GitHub source code sharing
Wechat search: code nong StayUp
Home address: goZhuyinglong.github. IO
Source: github.com/gozhuyinglo…
1. Introduction
In the website construction will generally use the national administrative region division, in order to do regional data analysis.
Here we use Python to crawl the administrative region data from the authoritative National Bureau of Statistics. The page to be climbed is the zoning code and urban-rural division code for 2020 statistics.
Here is a question, why does the bureau of Statistics only provide the web version? Wouldn’t it be more convenient for the public to provide a file version?
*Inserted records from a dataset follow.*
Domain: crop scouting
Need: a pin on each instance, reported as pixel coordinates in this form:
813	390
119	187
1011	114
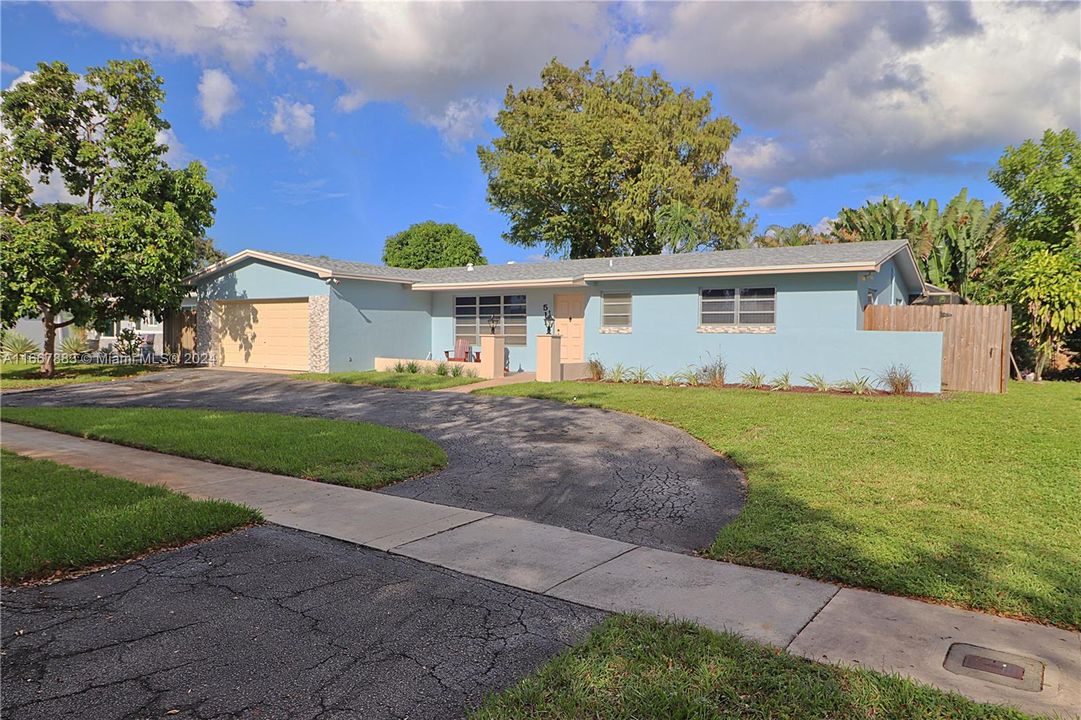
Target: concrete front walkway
816	620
Welcome to give me a message.
2. Website analysis
What you need to do before you crawl data is site analysis to determine which method to use for crawl.
2.1 Province Page
A static page whose secondary pages use relative addresses, located by the tr element of class=provincetr
2.2 City Page
A static page whose secondary page uses a relative address, located by the tr element class=citytr
2.3 District and County Page
A static page whose secondary pages use a relative address, located by the tr element of class=countytr
2.4 Town Page
A static page whose secondary pages use a relative address, located by the tr element class=towntr
2.5 Village Page
A static page, with no secondary page, located by the tr element of class=villagetr
3. Install required libraries
Through the above analysis, the use of crawling static web pages can be. Here are some necessary libraries that need to be installed in advance: Requests, BeautifulSoup, LXML.
3.1 Requests
Requests is a Python HTTP client library for accessing URL network resources.
Install the Requests library:
pip install requests
Copy the code
3.2 BeautifulSoup
Beautifu lSoup is a Python library that extracts data from HTML or XML files. It can navigate, search, modify, etc., page documents through the specified converter.
Install BeautifulSoup library:
pip install beautifulsoup4
Copy the code
3.3 LXML
LXML is a library written in Python that handles XML and HTML quickly and flexibly.
It supports XML Path Language (XPath) and Extensible Stylesheet Language Transformation (XSLT), and implements the common ElementTree API.
Install the LXML library:
pip install lxml
Copy the code
4. Code implementation
The crawler is divided into the following steps:
- Use the Requests library to get the Web page.
- Parse web pages using BeautifulSoup and LXML libraries.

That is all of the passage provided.